Sunday, October 11, 2015

Landscape Painting

Clouds over the French Broad River
Oil on canvas, 30"x40"

For the past few weeks, I've been working on paintings for the upcoming exhibit, "Of Time and the River".  It's a fundraiser for RiverLink, which is a non-profit in Asheville that has been working for years to clean up the French Broad River.  They've done a great job: the river is much much cleaner than it has been since this was Cherokee territory.  Now there are river rafters, kayakers, and parks and greenways all through the Asheville area.  All this takes money.  Artists are happy to help, since the river is a great source of inspiration for artworks.  Another thing in RiverLink's favor is that they treat artists as professionals.  Rather than asking us to give them stuff that they can auction off at ridiculously low prices, they partner with us very much like galleries do.  And as a result, they get much better artworks that are worth higher prices.  Win-win-win.  I'm going to have seven works in this event.  Six are paintings and one is an etching.  Several of the paintings were done specifically for this show, including the one above, which I just finished and signed today.
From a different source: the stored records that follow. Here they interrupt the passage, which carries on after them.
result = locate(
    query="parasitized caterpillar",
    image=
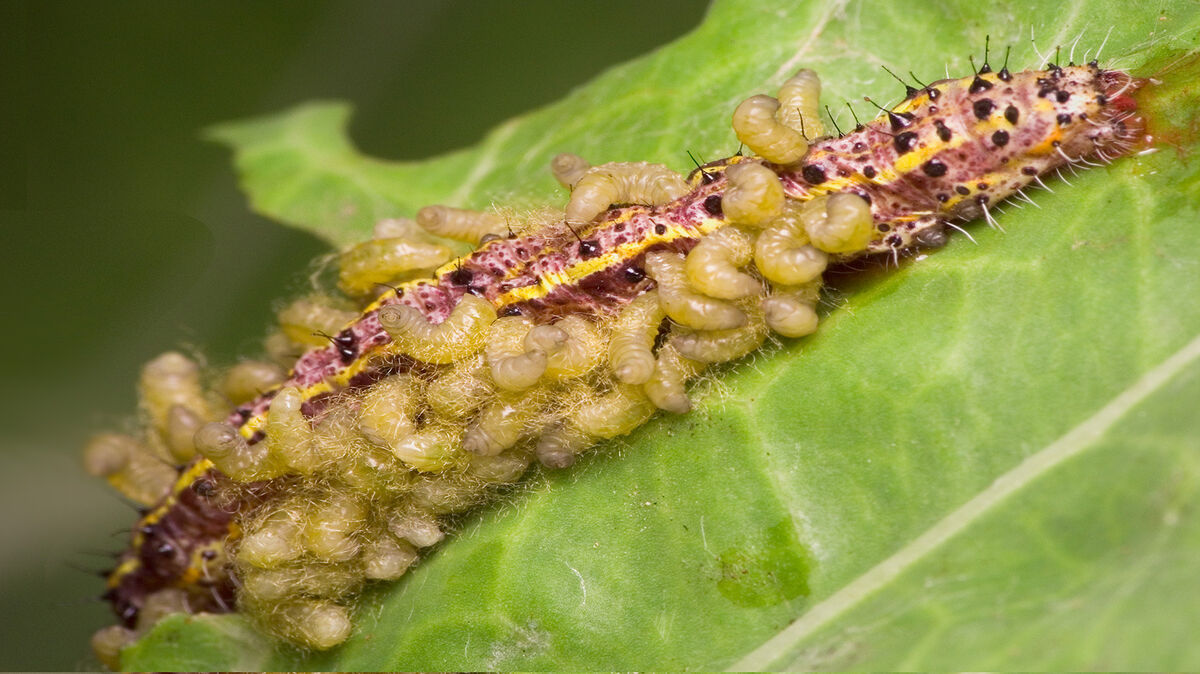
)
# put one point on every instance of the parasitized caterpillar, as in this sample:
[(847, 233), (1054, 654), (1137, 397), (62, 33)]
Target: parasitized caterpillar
[(403, 419)]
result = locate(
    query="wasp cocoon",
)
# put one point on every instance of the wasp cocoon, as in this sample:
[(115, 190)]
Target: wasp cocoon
[(289, 435), (129, 467), (431, 450), (623, 182), (460, 390), (790, 316), (460, 335), (221, 444), (720, 345), (559, 446), (331, 531), (499, 469), (843, 226), (568, 169), (323, 581), (451, 493), (309, 320), (615, 413), (108, 642), (682, 304), (171, 379), (372, 263), (501, 425), (630, 344), (250, 379), (419, 529), (754, 196), (784, 256), (316, 624), (580, 351), (713, 265), (274, 540), (799, 101), (755, 125), (385, 416), (516, 361), (460, 223), (667, 386), (384, 558), (181, 427)]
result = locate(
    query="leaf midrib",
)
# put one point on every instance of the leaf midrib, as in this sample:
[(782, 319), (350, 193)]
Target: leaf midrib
[(1075, 441)]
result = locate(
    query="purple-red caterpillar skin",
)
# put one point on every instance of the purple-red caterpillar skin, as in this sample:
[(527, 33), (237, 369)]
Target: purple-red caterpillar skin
[(948, 152)]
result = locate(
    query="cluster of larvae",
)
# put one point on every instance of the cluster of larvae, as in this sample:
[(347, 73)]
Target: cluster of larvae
[(367, 483)]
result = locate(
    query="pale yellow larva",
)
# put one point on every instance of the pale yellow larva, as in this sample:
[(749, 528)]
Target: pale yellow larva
[(221, 444), (784, 256), (515, 361), (838, 223), (755, 125), (684, 305), (384, 558), (168, 380), (365, 266), (289, 435), (754, 194), (309, 320), (713, 265), (667, 386), (129, 467), (631, 341), (502, 422), (790, 314), (615, 413), (275, 539), (579, 354), (318, 624), (249, 379), (720, 345), (460, 335), (622, 182), (419, 529), (460, 224), (461, 389), (333, 525), (799, 98)]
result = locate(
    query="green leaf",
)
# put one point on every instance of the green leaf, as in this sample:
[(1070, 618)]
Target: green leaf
[(984, 459)]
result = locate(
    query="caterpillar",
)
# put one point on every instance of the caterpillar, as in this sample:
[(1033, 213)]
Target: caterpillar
[(432, 381)]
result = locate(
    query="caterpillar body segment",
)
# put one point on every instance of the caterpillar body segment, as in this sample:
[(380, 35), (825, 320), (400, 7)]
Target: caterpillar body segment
[(622, 182), (684, 305), (378, 262), (756, 125), (754, 196), (631, 342), (541, 343)]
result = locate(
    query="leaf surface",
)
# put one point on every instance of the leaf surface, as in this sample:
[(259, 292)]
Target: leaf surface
[(984, 459)]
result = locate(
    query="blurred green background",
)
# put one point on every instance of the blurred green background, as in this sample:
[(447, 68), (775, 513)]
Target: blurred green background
[(124, 234)]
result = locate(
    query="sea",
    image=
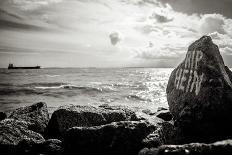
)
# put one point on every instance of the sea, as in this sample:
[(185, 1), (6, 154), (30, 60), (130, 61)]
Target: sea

This painting was really tough.  I wanted to get the rich glow of light in the clouds right at sunset.  So in July and early August, when the clouds really pile up in late afternoon, I made several trips to local spots where I could get a good view of both the clouds and the land and river below, right at sunset.  I took my sketchbook and my camera, making lots of notes about color variations, cloud shapes, reflections, the way the land looked, and so on.  And I took a couple hundred photos.  Sunset is such an amazing thing: it creeps up on you slowly over 45 minutes or so, and then wham, the light and shadows change so fast over about 10 minutes, and then it's over.

The next step was to do a lot of color studies to try out different ideas and compositions.  As the saying goes, the best way to get a good idea is to get lots of ideas.  Most of them wound up in the trash, and the initial study using the idea of clouds reflected in the water looked nothing like this.  But trial and lots of error finally came up with the basic composition you see above.

Finally, a couple of weeks ago, I started in on this canvas and immediately ran into issues that hadn't been clear on the small studies.  One was that the cloud kept growing until it was this huge monster.  Oddly, the bigger the cloud, the less remarkable it was.  The technical reason was that the yellow and orange cloud dominated so much of the canvas that it was no longer a focal point.  By shrinking it, it became a warm center of interest in a large cool-colored canvas.  A second problem was color.  When dealing with clouds, you're dealing with almost pure color.  It's not muddied like paint is.  So to get that pure color, I was using my purest paints.  That lead to over-saturation.  The blues were BLUE, the purples were PURPLE, the greens GREEN, and so on.  It was hideous.  I had to mute the cool colors somehow without muddying them up, while leaving the warm colors in the clouds strong.  I tried layering colors, and that worked in the clouds but not in the sky and purple clouds.  So then I tried using the purest complementary colors to tone things down.  For you non-painters, that means mixing a bit of orange into the blue for the sky.  Blue and orange are on opposite sides of the color wheel, so as you add orange to blue, it becomes less BLUE and more muted.  At some point, though, it becomes gray and then a muted orange, so you have to walk that fine line of mixing.  So, bottom line, I spent a lot of time working on the blues and purples, toning them down enough so that the yellows, oranges, and reds in the clouds really popped.  I'm not convinced that I hit it right.  It still looks over-saturated (especially in this photo), but it's as good as I can make it now.

The process, though, was both very challenging and a lot of fun.  You might not have thought "fun" if you heard me cussing at it, but once things started happening, it really was fun.  I want to do more paintings of clouds, and the river, and reflections on the water.  Each one of those subjects has a lot of subtleties that I had to deal with in this painting, and they're going to need many more paintings before I can begin to understand them.